Department of Pathology and Cell Biology, University of South Florida, Tampa, FL 33612, USA.
Gynecol Oncol. 2010 Apr;117(1):117-24. doi: 10.1016/j.ygyno.2009.12.011. Epub 2010 Jan 13.
The poor prognosis associated with epithelial ovarian cancer (EOC) is due to the lack of overt early symptoms and the absence of reliable diagnostic screening methods. Since many tumors over express angiogenic regulators, the purpose of this study was to determine whether elevated levels of the angiogenic or angiostatic molecules vascular endothelial growth factor (VEGF), hepatocyte growth factor (HGF), endostatin (ES), and angiostatin (AS) were elevated in plasma and urine from patients with EOC.
VEGF, HGF, ES and AS were assayed by ELISA in samples from pilot cohort consisting of healthy women (N=48; pre-menopausal N=23, post-menopausal N=25), women with benign gynecological disease (N=54), patients with primary peritoneal cancer (PP) (N=2) and EOC (N=35). Wherever possible, parallel serum samples were measured for CA125 levels by ELISA.

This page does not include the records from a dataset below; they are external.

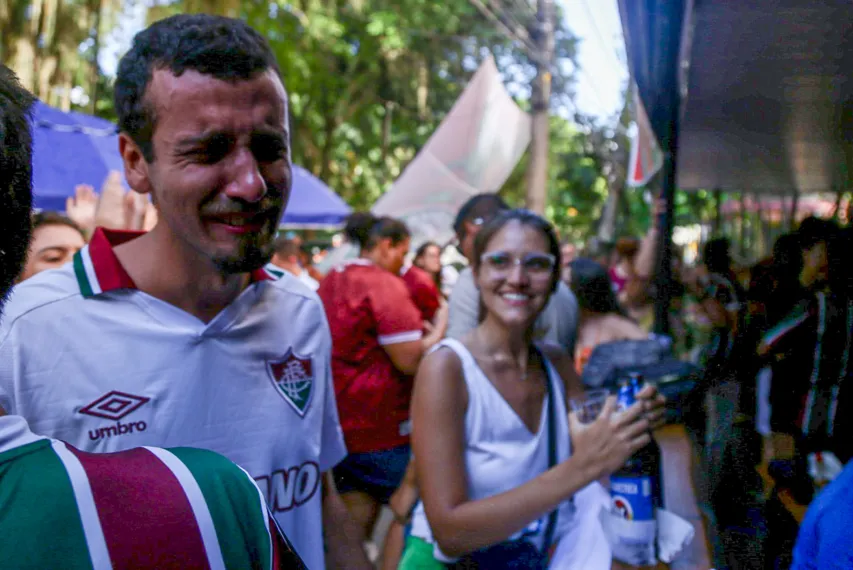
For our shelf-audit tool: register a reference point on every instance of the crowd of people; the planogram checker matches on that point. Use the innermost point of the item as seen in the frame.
(179, 389)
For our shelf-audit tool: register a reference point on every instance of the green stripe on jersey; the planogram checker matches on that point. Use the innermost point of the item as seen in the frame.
(80, 273)
(235, 506)
(36, 473)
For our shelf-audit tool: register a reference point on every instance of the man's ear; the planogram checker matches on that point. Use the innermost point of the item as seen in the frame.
(135, 165)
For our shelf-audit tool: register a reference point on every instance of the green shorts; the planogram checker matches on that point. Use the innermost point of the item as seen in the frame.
(418, 556)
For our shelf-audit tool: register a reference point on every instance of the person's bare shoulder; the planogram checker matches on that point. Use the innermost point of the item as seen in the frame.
(618, 327)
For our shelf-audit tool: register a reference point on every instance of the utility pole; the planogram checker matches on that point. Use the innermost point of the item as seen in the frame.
(537, 171)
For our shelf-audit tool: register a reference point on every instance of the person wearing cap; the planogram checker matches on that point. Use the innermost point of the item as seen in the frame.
(557, 324)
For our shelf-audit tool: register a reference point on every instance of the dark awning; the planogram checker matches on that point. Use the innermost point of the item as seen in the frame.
(767, 97)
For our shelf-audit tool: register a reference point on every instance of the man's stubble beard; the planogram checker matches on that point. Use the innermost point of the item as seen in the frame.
(253, 255)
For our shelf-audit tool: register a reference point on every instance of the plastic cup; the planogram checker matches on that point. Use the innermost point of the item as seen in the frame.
(588, 406)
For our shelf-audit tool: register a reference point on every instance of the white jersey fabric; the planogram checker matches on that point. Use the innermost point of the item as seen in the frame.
(500, 452)
(89, 359)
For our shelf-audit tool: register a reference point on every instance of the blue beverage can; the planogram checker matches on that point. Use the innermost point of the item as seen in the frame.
(636, 383)
(625, 397)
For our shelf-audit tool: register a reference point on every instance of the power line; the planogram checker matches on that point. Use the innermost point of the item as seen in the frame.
(598, 33)
(513, 35)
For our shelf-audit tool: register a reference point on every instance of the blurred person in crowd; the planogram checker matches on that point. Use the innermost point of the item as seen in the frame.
(428, 258)
(488, 407)
(824, 541)
(308, 264)
(146, 508)
(378, 341)
(722, 300)
(160, 324)
(55, 240)
(428, 298)
(602, 319)
(622, 265)
(814, 235)
(633, 270)
(287, 255)
(557, 323)
(423, 290)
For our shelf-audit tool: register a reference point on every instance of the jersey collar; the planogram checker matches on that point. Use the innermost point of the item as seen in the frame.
(98, 269)
(96, 266)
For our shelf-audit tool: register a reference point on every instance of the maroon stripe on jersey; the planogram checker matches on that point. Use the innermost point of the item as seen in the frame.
(109, 270)
(277, 545)
(146, 517)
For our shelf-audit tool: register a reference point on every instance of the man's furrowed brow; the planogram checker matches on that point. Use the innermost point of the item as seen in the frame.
(200, 141)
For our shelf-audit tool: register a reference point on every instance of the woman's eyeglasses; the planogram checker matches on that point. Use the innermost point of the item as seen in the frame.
(534, 265)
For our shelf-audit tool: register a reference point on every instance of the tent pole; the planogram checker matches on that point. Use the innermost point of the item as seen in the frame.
(795, 202)
(665, 224)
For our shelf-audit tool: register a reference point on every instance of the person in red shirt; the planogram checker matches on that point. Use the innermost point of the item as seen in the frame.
(377, 343)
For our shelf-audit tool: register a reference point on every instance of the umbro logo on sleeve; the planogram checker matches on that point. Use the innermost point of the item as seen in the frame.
(114, 406)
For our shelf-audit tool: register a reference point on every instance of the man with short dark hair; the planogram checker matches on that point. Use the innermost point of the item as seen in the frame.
(557, 323)
(141, 509)
(178, 337)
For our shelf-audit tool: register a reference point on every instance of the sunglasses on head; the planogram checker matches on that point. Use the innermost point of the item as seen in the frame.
(500, 263)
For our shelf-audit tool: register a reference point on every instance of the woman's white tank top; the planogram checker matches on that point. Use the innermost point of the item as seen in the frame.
(500, 452)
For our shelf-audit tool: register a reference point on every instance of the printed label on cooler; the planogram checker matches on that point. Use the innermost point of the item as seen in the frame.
(631, 498)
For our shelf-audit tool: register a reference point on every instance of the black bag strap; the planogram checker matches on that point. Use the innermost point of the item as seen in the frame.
(551, 525)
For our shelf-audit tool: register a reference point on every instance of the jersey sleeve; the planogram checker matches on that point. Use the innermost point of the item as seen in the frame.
(284, 556)
(333, 448)
(397, 319)
(9, 368)
(464, 306)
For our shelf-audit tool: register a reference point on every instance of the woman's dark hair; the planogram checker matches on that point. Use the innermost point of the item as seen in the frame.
(788, 257)
(592, 286)
(525, 218)
(366, 230)
(43, 219)
(716, 256)
(421, 251)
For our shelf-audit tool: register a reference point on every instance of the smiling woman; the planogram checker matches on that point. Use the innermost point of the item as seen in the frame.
(490, 433)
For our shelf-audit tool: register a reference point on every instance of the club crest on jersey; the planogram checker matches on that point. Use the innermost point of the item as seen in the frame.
(293, 377)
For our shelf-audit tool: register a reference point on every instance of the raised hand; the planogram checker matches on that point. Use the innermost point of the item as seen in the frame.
(111, 209)
(605, 444)
(134, 211)
(654, 405)
(82, 207)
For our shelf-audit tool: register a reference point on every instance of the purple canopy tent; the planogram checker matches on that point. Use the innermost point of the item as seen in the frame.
(70, 149)
(74, 148)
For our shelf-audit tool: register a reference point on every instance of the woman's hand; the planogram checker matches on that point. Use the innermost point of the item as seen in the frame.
(654, 405)
(604, 445)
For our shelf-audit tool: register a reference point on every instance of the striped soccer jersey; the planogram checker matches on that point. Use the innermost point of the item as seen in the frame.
(145, 508)
(89, 359)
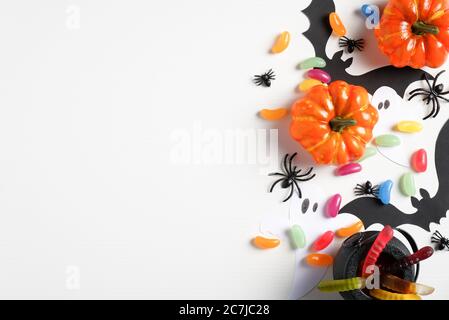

AS was the angioregulator that independently discriminated EOC patients from healthy individuals. Levels of urinary AS (uAS) from healthy individuals or women with benign gynecological disease averaged 21.4 ng/mL+/-3.7 and 41.5 ng/mL+/-8.8, respectively. In contrast, uAS averaged 115 ng/mL+/-39.2 and 276 ng/mL+/-45.8 from women with Stage I (N=6) and late stage (N=31) EOC, respectively. Furthermore, uAS was elevated in EOC patients regardless of tumor grade, stage, size, histological subtype, creatinine levels, menopausal status, or patient age, but appeared to complement CA125 measurements.
Levels of AS are elevated in the urine of patients with EOC and may be of diagnostic and/or prognostic clinical importance. Further studies of uAS as a biomarker for EOC alone or in combination with other markers are warranted.
上皮性卵巢癌(EOC)预后不良的原因是缺乏明显的早期症状和可靠的诊断筛查方法。由于许多肿瘤过度表达血管生成调节剂,因此本研究旨在确定血管内皮生长因子(VEGF)、肝细胞生长因子(HGF)、内皮抑素(ES)和血管抑素(AS)等血管生成或血管生成抑制分子在 EOC 患者的血浆和尿液中的水平是否升高。
采用 ELISA 法检测来自包括健康女性(N=48;绝经前 N=23,绝经后 N=25)、良性妇科疾病女性(N=54)、原发性腹膜癌(PP)患者(N=2)和 EOC 患者(N=35)的样本中 VEGF、HGF、ES 和 AS 的水平。尽可能同时测量血清样本中 CA125 水平。
AS 是独立区分 EOC 患者和健康个体的血管调节剂。健康个体或患有良性妇科疾病的女性的尿 AS(uAS)水平分别为 21.4ng/ml+/-3.7 和 41.5ng/ml+/-8.8。相比之下,I 期(N=6)和晚期(N=31)EOC 患者的 uAS 平均值分别为 115ng/ml+/-39.2 和 276ng/ml+/-45.8。此外,无论肿瘤分级、分期、大小、组织学亚型、肌酐水平、绝经状态或患者年龄如何,EOC 患者的 uAS 均升高,但似乎与 CA125 检测互补。
EOC 患者的尿 AS 水平升高,可能具有诊断和/或预后的临床重要性。进一步研究 uAS 作为 EOC 的单一标志物或与其他标志物联合应用的价值是必要的。